Cultivating My Children’s Imaginations Through Sacrament

Something special happens at church. That’s what I want my kids to know.

My little sister’s eyes widen and her five-year-old hands fly up in surprise. I’m jostled and the glass cup, suspended between my fingers, not yet to my lips, tips, grape juice seeping in a streak across my light blue dress, a dress made by a distant cousin of satin fabric, with vertical stripes of ribbon embroidered with pink roses, set in tiny ruffles. At age nine, I knew little of Catholics and their first communion, but if I had known, I would have worn the tidy white polyester gloves with short veil too. I shove past my sister into the aisle and race sobbing by a blur of faces, seated bodies waiting for the shiny tray of communion cups to make it down their pews as a middle-aged woman in tan nylons thumped the keys of a plug-in organ.

It’s not the purple stain that seized my heart, I tell a visiting relative who finds me in the foyer of the Baptist church. But that I had waited a long time for my parents to allow this rite of passage. My dreamy expectation of it, why I had worn my best dress, had ruptured, leaving a fierce disappointment. Unlike the church I attend now, it would be weeks before I had another opportunity.

As a young child, despite my upbringing, I had a notion of communion as a sacrament. I was taught that those who call communion a sacrament see it as a work, a way to get to heaven. But I saw communion more simply: something special happening. In Surprised by Hope, N. T. Wright writes  that the Eucharist is not a “quasi-magic ritual” or a “bare memory” but that it’s a moment when the past, the present, the future connect in a joining of the old and the new creation begun by Christ’s resurrection.

For the cultivation of my children’s imagination, I care about sacrament and about the ritual in worship that surrounds it. Other contenders demand my children’s imagination through not only their minds but also, according to James K. A. Smith, their bodies, with additional rituals, such as the apps on the screens they manipulate with their fingers while they are being manipulated in return.

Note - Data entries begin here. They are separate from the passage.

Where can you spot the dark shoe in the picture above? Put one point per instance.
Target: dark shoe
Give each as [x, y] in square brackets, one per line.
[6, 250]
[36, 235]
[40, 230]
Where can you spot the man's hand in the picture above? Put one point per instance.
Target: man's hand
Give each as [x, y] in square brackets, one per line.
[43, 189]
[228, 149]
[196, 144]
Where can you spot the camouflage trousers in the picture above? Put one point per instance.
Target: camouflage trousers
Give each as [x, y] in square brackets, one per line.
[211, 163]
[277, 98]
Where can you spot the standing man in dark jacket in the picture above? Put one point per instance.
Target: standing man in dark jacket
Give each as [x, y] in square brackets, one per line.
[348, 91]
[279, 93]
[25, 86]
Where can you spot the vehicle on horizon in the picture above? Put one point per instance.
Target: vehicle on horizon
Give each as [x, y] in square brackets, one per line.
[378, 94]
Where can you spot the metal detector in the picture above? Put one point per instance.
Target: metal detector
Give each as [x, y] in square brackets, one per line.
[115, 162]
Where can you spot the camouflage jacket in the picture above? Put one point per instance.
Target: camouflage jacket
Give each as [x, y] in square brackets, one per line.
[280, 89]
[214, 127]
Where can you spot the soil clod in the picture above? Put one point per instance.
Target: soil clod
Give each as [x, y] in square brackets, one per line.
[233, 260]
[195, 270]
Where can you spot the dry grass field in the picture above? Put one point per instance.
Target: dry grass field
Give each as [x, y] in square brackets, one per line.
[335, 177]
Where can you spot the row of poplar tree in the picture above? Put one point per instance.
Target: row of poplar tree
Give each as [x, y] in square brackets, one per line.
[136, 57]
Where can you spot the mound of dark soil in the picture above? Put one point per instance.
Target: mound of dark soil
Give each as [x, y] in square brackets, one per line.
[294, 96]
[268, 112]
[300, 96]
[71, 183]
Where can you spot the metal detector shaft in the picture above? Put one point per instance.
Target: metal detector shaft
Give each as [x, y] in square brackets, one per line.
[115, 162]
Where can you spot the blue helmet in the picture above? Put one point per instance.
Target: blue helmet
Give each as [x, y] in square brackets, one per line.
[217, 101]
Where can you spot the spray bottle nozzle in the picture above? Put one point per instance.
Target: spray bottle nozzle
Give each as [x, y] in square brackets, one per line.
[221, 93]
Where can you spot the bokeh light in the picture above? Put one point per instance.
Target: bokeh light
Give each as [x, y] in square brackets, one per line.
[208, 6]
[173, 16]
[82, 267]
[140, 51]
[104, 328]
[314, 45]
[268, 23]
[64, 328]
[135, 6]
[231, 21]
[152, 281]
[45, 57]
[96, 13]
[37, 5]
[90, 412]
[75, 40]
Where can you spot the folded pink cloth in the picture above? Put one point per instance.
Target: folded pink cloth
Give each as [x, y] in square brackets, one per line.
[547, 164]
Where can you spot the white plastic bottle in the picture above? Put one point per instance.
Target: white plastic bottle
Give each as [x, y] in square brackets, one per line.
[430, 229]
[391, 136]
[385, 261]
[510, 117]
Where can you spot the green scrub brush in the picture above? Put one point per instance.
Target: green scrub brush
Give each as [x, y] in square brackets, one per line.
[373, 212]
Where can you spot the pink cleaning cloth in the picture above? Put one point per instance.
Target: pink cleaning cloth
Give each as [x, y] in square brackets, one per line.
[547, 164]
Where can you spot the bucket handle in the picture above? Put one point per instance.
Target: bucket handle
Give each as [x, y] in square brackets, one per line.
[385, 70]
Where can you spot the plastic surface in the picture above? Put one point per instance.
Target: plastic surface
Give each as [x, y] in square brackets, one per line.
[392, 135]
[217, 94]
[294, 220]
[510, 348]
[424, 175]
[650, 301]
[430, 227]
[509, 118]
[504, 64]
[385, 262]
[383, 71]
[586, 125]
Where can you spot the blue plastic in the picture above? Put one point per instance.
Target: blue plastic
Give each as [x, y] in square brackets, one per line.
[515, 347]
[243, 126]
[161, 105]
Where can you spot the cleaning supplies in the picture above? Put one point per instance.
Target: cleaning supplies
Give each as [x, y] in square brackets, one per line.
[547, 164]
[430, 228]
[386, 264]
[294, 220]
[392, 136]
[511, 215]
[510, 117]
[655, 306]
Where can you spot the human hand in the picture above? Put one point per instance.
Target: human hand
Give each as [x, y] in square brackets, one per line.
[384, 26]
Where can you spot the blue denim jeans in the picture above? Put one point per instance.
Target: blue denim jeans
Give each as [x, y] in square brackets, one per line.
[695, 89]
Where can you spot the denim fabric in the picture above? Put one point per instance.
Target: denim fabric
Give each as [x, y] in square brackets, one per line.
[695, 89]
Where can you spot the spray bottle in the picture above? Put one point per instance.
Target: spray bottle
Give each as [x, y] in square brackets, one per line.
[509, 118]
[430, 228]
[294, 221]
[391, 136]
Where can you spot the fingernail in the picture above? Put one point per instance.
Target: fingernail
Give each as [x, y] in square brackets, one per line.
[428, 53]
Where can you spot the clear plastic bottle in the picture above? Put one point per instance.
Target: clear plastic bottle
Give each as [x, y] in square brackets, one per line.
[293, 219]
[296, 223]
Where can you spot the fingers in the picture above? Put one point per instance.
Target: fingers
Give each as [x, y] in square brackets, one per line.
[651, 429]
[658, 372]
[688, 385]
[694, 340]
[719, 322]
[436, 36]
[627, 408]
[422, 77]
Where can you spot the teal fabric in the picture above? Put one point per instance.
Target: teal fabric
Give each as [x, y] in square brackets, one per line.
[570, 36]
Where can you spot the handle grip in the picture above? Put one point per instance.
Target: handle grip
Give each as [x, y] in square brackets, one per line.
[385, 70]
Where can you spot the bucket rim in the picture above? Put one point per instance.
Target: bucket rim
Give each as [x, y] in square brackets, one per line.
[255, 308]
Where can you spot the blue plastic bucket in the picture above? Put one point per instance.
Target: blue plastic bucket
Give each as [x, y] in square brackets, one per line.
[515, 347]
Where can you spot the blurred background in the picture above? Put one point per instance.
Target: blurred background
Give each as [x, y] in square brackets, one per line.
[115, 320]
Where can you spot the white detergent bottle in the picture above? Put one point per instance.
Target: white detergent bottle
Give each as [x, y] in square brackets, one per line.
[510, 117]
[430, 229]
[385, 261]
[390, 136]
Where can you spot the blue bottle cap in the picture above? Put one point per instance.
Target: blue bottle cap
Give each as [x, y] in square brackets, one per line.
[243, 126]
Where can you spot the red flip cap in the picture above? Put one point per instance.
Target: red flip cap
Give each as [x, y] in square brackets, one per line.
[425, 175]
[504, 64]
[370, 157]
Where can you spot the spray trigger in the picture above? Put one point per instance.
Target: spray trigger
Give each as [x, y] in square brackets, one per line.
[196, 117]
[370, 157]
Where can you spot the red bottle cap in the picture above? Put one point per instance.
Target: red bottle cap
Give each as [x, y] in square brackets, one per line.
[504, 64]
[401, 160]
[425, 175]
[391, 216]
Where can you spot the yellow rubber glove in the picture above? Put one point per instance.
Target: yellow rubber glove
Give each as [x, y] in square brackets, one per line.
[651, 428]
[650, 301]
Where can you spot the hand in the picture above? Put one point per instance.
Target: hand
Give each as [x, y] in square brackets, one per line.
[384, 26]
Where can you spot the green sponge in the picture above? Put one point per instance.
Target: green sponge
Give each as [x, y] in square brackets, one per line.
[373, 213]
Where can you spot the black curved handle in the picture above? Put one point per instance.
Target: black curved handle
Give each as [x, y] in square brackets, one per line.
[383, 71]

I remember shaming myself as a young person when the death of Aslan wrenched my heart to tears shed but the death of Jesus did not. But today I see reading C. S. Lewis’s book as a small, individual way of participating in symbol. For us to know God, the Orthodox theologian, Alexander Schmemann explains, we mustn’t align ourselves with modernism’s division of “knowledge and participation,” but we must “participate” in symbol, sacrament. As Schmemann wrote about an “’epiphany’ of reality” through participating in symbol and Wright of the experience of a “new reality,” Lewis introduced me to a deeper reality through his works.

Something special happens at church. That’s what I want my kids to know. No need for a detailed explanation of transubstantiation or memorial or whatever in between. Yes, their daddy and I will talk about the sermon afterwards, but if the sermon was bad, it was still good to be there. There is hope there. A hope greater than that of the fanciful books we read. We heard the ongoing story from the Word.  We took the wine and the bread. This is His blood shed for you and His body broken for you. Know that reality is not just what you can touch with your hand.